The Best of Greg Egan (2021) trägt diesen Namen völlig zu recht. Das ist eine dicke Sammlung seiner Kurzgeschichten und Novellen; einige davon bilden über mehrere Geschichten hinweg einen Handlungsbogen. Und fast jede dieser Geschichten setzt sich mit tiefen Fragen auseinander – also (durchaus spannende und spannend geschriebene) SF als Medium des Nachdenkens darüber, was die Folgen davon sein könnten, wenn Bewusstseinsfragmente dazu genutzt werden, KIs zu trainieren, die in Spielewelten NPC darstellen sollen. Was passiert, wenn Eingriffe in das Gehirn unsere Wahrnehmung verändern. Wie Religionen entstehen. Etc. Sehr empfehlenswert und ein guter Einstieg in Egans Werk.

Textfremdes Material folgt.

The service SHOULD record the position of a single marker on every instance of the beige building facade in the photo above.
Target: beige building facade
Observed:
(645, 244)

Eine zweite dicke Kurzgeschichtensammlung, die ich im Juni gelesen habe, trägt den Titel Life beyond us (2023) – eine vom European Astrobiology Institute herausgegebene Anthologie. Dieses Institut war mir bisher kein Begriff, es scheint eine der Plattformen der European Science Foundation (ESF) in Strasbourg zu sein, das ist ein Dachverband von Wissenschaftsorganisationen wie Helmholtz-Gesellschaft und Max-Planck-Gesellschaft. Life beyond us jedenfalls enthält zahlreiche Kurzgeschichten, teilweise von bekannten Autor*innen wie Malka Older oder Gregory Benford, teilweise von mir bisher unbekannten Verfasser*innen, wohl zum Teil direkt aus der wissenschaftlichen Community. Gemeinsames Thema sind Kontakte mit außerirdischen Lebensformen und die Frage, was eigentlich Leben ist, und wie wir Leben finden können, das ganz anders als unseres ist. Eine Besonderheit an diesem Band – der ja schließlich auch wissenschaftliches „outreach“ darstellt – ist, dass jede Geschichte mit einem Kommentar aus der Wissenschaft versehen ist, samt Fußnoten und Quellen. Diese Texte gehen teilweise direkt auf die Geschichten ein, teilweise sind es eher allgemeine Erläuterungen zum Stand des Wissens, wie Leben entsteht, wie Exoplaneten entdeckt werden usw. Die Mischung aus Kurzgeschichten und Wissenschaftsjournalismus fand ich anregend und lehrreich – jedenfalls mal was anderes.